I have been in hospital three times – 30 years ago, 12 years ago and 2 days ago.

Thirty years ago the menu system served to me was the meal that had been ordered by the previous occupant of my bed. That, at least, was the theory, but subsequent experience suggested it might be less logical than that.

The conversation tended to centre on “operations I have had”, which didn’t really improve the atmosphere around the dining table.

The random nature of the menu arrangement became clear when, after three days, I left without once getting the meal I’d ordered. What I did get was mainly boil-in-the-bag scrambled egg, consisting of a square yellow block surrounded by water. With the addition of random veg and bits of fish and meat…

I will leave this painful episode with a quote from one of the convalescents, who actually seemed to like the stuff: “You don’t get food like this at home, do you?”

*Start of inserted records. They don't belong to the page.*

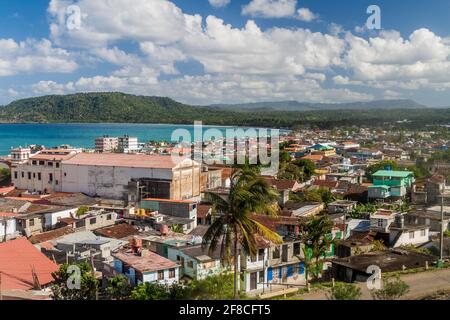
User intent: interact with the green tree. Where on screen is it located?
[76,206,89,217]
[366,160,398,182]
[188,273,234,300]
[170,224,184,233]
[51,262,98,300]
[131,282,169,300]
[203,169,282,299]
[105,275,133,300]
[302,215,333,279]
[372,275,409,300]
[294,159,316,181]
[327,284,362,300]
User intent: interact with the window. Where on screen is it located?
[258,249,265,261]
[258,271,265,283]
[272,247,280,259]
[294,243,300,256]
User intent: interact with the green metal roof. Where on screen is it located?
[373,170,414,178]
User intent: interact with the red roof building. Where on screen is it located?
[0,238,59,291]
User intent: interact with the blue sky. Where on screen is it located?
[0,0,450,106]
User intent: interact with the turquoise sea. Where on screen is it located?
[0,123,284,155]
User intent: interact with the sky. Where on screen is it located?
[0,0,450,106]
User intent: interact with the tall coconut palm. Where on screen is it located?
[203,168,282,299]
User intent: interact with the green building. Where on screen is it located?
[369,170,415,200]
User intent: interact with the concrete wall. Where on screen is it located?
[0,219,17,241]
[11,160,62,193]
[62,164,172,200]
[389,229,430,248]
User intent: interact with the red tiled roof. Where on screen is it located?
[0,238,58,290]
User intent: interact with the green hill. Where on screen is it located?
[0,92,450,129]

I had to confess that I didn’t get food like that at home.

Spool forward 18 years and once again I’m in the grip of the NHS. They have had my trousers down, tested my prostate and declared an intention to insert a camera into my bladder via a passageway quite clearly not designed for the purpose.

They had to take me in again after getting it wrong the first time – I’ve run them into one as they were only a few months apart. On each occasion they cancelled first time due to lack of beds.

The first meal was cold because we were at the far end of the ward. The only choice was fish and chips (bread-crumbed fish garden peas)  because everything else had run out. There were five of us but only four fish, so they chopped the tail sections off and served them up to the fifth man.

They didn’t actually run out of food again in the next few days but we never had the full menu available or hot food. I did suggest it might be nice if they started at our end of the ward sometimes but they just looked at me in a snotty manner and ignored me.

To be fair, the food and system were both better than my previous experience.

Finally we have the latest round of visits – the December swelling and the events of Friday. More trousers, more tests and more cameras.

They have a new trolley, which keeps the food hot, and they seemed to have plenty of food. The choice is better and the standard is higher. The fish was better, it was battered and the peas were mushy, as is proper. It isn’t perfect, it tends to lack vegetables, but they do deliver it to your bed, and I did look forward to mealtimes.

That anticipation may have been due to boredom rather than the dining experience, but it’s definitely an advance on 30 years ago, when I used to dread the menu lottery and developed a fear of scrambled eggs.